CPM Seminar

Quantum Hall ferromagnet at high filling factors:
A magnetic field induced Stoner transition

B.A. Piot

Grenoble High Magnetic Field Laboratory
CNRS

The integer quantum Hall effect (QHE) observed in the magnetotransport properties of a two-dimensional electron gas is usually described within the framework of a single electron picture. While this picture works well for the even integer QHE, this is not the case for the odd integer QHE, where it misses most, if not all, of the essential physics. Here, we present an experimental investigation of spin splitting in the integer quantum Hall effect for a series of Al_xGa1-_xAs / GaAs heterojunctions and quantum wells.

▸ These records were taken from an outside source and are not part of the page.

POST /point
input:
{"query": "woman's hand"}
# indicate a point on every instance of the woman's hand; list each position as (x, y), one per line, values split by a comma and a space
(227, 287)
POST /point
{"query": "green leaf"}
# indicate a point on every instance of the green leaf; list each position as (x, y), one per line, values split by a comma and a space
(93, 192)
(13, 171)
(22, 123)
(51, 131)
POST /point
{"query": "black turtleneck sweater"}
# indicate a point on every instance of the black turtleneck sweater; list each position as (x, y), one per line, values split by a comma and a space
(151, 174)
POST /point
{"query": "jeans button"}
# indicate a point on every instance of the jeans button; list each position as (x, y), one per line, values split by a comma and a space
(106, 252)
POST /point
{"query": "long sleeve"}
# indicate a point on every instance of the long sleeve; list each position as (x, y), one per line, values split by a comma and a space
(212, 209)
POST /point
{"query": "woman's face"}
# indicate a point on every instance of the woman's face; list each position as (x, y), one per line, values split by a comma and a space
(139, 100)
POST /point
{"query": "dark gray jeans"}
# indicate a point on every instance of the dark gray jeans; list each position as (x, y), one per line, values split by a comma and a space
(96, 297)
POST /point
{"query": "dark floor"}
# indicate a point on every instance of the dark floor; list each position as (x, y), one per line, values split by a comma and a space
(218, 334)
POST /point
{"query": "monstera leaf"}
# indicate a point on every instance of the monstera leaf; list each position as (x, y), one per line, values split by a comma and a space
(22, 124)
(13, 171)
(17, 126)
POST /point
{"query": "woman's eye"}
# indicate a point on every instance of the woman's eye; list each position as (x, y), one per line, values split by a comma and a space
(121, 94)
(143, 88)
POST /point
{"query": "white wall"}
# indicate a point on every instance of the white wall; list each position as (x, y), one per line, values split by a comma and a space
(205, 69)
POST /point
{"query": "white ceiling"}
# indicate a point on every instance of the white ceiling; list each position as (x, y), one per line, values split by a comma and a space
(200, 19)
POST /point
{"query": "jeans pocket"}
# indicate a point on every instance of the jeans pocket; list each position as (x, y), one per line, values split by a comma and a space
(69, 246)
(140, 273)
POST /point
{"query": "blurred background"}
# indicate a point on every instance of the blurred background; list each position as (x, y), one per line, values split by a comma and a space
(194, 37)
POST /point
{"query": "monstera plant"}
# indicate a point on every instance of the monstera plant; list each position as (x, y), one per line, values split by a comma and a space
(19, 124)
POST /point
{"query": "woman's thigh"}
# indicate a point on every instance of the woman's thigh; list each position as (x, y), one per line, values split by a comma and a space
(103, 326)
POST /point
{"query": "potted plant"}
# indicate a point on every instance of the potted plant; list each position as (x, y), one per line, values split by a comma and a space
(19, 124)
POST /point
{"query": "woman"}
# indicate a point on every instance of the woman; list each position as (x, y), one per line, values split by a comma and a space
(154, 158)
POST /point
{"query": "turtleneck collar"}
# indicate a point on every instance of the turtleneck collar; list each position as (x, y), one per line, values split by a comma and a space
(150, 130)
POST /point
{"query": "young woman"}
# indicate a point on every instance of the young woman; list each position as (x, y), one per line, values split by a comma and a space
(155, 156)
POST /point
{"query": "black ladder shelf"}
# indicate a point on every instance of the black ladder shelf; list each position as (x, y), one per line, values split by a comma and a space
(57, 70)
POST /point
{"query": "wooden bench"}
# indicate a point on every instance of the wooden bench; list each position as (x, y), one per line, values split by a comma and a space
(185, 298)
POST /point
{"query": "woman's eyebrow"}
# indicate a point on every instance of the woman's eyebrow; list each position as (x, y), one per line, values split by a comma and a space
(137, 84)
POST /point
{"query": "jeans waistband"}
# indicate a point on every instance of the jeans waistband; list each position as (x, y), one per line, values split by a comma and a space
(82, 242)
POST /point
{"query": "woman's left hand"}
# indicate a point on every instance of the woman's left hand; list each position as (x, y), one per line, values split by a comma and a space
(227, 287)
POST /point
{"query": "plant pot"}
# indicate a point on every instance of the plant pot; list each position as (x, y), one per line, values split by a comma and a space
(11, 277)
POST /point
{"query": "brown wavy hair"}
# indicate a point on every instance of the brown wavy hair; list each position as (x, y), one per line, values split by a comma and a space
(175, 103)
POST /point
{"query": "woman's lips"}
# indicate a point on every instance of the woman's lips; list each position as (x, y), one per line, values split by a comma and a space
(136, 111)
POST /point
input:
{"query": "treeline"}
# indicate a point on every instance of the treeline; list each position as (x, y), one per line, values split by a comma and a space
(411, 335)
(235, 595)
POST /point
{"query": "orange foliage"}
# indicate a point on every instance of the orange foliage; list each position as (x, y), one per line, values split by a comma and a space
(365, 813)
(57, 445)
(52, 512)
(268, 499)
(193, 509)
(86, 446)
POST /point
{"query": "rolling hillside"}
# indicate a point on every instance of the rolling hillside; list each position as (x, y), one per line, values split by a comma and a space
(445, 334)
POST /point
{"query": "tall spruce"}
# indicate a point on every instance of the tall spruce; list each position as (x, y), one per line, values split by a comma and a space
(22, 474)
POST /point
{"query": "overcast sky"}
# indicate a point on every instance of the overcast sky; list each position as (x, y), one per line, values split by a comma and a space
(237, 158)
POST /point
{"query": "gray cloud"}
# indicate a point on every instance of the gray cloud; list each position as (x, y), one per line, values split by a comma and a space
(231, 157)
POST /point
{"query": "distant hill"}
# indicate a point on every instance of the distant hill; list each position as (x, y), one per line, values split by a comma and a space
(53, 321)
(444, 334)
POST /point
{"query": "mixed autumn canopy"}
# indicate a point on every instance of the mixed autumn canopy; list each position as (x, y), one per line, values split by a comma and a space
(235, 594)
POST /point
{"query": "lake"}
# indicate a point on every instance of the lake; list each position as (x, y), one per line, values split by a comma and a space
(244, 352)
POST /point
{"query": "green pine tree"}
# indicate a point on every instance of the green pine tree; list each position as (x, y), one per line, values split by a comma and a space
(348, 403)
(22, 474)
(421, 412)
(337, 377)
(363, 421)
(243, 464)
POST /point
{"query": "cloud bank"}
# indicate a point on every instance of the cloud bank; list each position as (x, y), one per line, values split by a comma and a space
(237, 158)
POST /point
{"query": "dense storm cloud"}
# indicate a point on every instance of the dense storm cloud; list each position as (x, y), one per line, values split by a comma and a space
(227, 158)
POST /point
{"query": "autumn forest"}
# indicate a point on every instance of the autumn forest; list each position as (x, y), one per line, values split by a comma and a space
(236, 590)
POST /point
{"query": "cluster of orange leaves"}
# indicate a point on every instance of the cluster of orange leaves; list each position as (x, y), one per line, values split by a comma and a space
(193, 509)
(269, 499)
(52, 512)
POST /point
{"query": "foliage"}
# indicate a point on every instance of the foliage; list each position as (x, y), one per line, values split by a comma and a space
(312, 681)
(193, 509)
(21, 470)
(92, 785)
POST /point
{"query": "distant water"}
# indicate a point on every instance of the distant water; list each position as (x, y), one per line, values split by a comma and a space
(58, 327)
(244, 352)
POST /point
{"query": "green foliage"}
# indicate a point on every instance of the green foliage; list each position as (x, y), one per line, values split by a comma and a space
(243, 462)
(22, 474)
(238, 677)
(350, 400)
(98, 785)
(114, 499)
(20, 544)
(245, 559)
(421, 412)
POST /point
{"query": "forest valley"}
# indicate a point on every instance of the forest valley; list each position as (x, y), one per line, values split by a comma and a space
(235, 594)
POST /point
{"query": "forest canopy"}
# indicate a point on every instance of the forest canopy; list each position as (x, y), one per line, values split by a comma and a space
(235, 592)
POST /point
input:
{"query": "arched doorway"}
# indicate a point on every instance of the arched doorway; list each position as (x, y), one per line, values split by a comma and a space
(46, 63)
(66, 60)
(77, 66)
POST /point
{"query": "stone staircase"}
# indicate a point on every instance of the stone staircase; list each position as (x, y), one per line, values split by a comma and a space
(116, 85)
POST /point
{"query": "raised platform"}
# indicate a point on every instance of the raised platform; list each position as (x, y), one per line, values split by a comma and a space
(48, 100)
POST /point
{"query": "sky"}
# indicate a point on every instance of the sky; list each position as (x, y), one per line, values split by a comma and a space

Magnetoresistance measurements are performed at mK temperature to characterize the electronic density of states and estimate the strength of many body interactions. We propose a simple model with no free parameters which correctly predicts the magnetic field required to observe spin splitting confirming that the appearance of spin splitting is a result of a competition between the disorder induced energy cost of flipping spins and the exchange energy gain associated with the polarized state. In this model, the single particle Zeeman energy plays no role, so that the appearance of this quantum Hall ferromagnet in the highest occupied Landau level can also be thought of as a magnetic field induced Stoner transition.